I love the summer and I love amusement parks and I really love roller coasters, as high and as steep and as fast as possible. Every year there seems to be some kind of new “Screaming” this or “Monster” that and every year that’s where I want to be, riding and last week I got my wish. A ticket that I bought on-line (as low as $44.99) got me a chance to join the other coaster enthusiasts waiting to ride the highest, steepest and fastest roller coaster ever built. It’s really something to see.
Watching the coaster shoot down the first hill and hearing the terrified riders scream their heads off made me even more excited as I stood there. Each time it shot over us everyone in that line that snaked back and forth and back and forth looked up and thought about the thrill that would soon be theirs in the short time it takes to move about half a mile 10 inches at a time.
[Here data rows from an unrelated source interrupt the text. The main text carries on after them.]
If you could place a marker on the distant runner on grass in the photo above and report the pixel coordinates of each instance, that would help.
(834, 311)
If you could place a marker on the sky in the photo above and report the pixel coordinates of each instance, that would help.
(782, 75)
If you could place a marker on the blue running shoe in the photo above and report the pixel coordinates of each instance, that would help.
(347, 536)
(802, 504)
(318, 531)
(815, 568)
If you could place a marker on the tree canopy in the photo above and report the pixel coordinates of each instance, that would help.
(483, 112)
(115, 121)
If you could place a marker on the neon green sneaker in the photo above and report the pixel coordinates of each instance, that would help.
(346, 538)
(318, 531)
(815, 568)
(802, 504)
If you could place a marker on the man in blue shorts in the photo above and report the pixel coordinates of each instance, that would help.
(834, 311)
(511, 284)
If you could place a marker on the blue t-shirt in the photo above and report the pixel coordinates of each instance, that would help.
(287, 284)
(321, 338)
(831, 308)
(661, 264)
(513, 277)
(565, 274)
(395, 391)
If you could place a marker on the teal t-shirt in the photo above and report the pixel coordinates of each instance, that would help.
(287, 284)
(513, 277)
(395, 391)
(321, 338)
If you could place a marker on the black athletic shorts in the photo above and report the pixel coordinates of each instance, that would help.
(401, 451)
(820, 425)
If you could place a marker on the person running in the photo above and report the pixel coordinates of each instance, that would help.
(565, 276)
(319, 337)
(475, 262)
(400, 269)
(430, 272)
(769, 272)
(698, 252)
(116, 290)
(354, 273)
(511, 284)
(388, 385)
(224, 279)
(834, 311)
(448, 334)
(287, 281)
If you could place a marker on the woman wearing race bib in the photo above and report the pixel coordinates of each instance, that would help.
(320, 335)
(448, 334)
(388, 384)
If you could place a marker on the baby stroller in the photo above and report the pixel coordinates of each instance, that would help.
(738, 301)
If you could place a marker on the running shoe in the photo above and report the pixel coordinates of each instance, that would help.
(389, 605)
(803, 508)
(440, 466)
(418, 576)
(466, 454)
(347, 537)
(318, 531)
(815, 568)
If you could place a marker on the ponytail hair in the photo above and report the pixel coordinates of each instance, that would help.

I looked to my left and saw the coaster entrance, right over there, not very far really and then realized that the line that snaked back and forth and back and forth and back and forth to get there was probably close to being about as long as the highest, steepest and fastest coaster in the world itself. While I just shuffled along in a line that went back and forth and back and forth and back and forth I glanced the other way at the smiling faces who were walking past going from ride to ride and actually getting to ride something for the price of their ticket (as low as $44.99). They’re riding alright but not on the highest, steepest and fastest—amateurs.
Every year the same music plays, the same guys kiss their girlfriends (Mr. Funny blue t-shirt had a cuter girlfriend last year) and the same calculations are made figuring that when I get off the highest, steepest and faster coaster in the world I’ll have just enough time to run and get back in line for another ride before the park closes.
I stand and wait and wait and wait as the roar of the highest and steepest and fastest coaster in the world and the screams of the idiots who wasted their whole day standing in line ahead of me become just so much annoying noise. My ticket (as low as $44.99) has done nothing but make me angry as I stand there and wait and wait but then when I am just about to scream at my hopeless situation I am sitting down and pulling down the safety harness. Up and up and up and down and down and down and faster and faster and then out of the seat, down the exit and around the sidewalk and back in line and the same song is playing and Mr. Funny blue t-shirt is still kissing his girlfriend. I grin at the guy in front of me who like me has spent his whole day waiting and waiting and waiting and say, “I can’t wait to see what they build next year.”